No idea what happened to her. Part of me sympathizes with her obviously wretched life and wants Things To Get Better, but considering what she’s putting her kid through it might be better if she spent some time in the snicker while Grampa raised Junior. Whatever’s going on, it’s not the six-year-old’s fault.

I’m mostly a small-L libertarian about “drugs”, but speed is such a terrible, terrible thing.

Door to Door (slight return)

Another college guy showed up at the door with the exact same spiel.

ME: You guys already hit me up.

HIM: It’s not what you think, we’re not selling magazines.

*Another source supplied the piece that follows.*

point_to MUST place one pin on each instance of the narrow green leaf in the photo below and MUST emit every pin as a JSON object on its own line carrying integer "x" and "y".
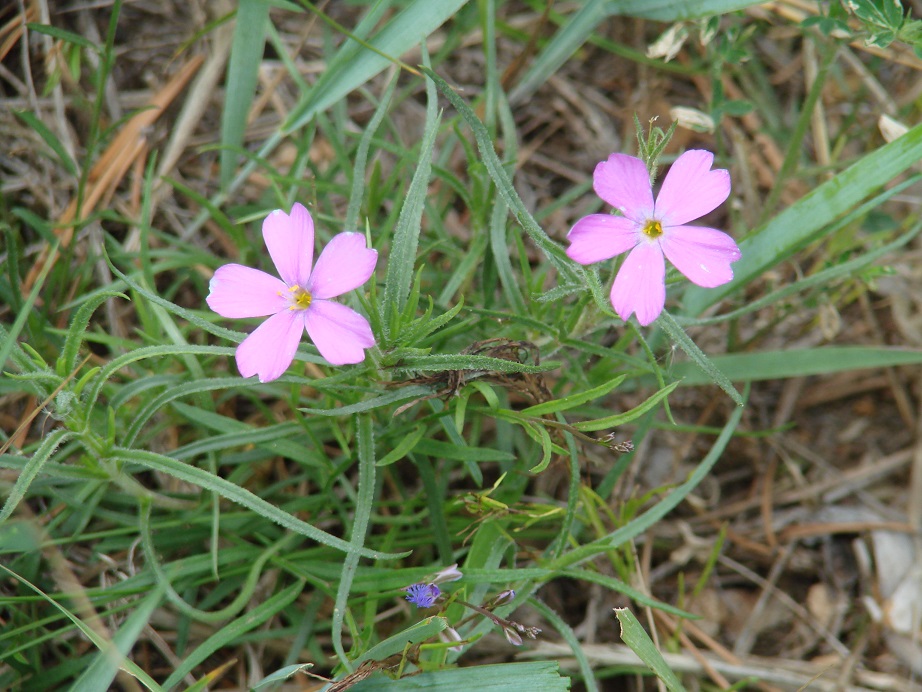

ME: Right, you’re selling books!

HIM: …yes. Did he have something like… ::shows brochure::

ME: Right, exactly. Books for kids, in the hospital.

HIM: Well, crap. I’m just around the corner on Francisco. No one around here is in my class! What the heck?

There’s a pause and the poor guy looks genuinely lost.

ME: I’m not sure he was at UCLA like you. Maybe he is at a different school that’s doing the fundraiser.

HIM: Oh man, yeah. Crap. Yeah.

ME: So, anyway, this area has had the pitch already. Sorry.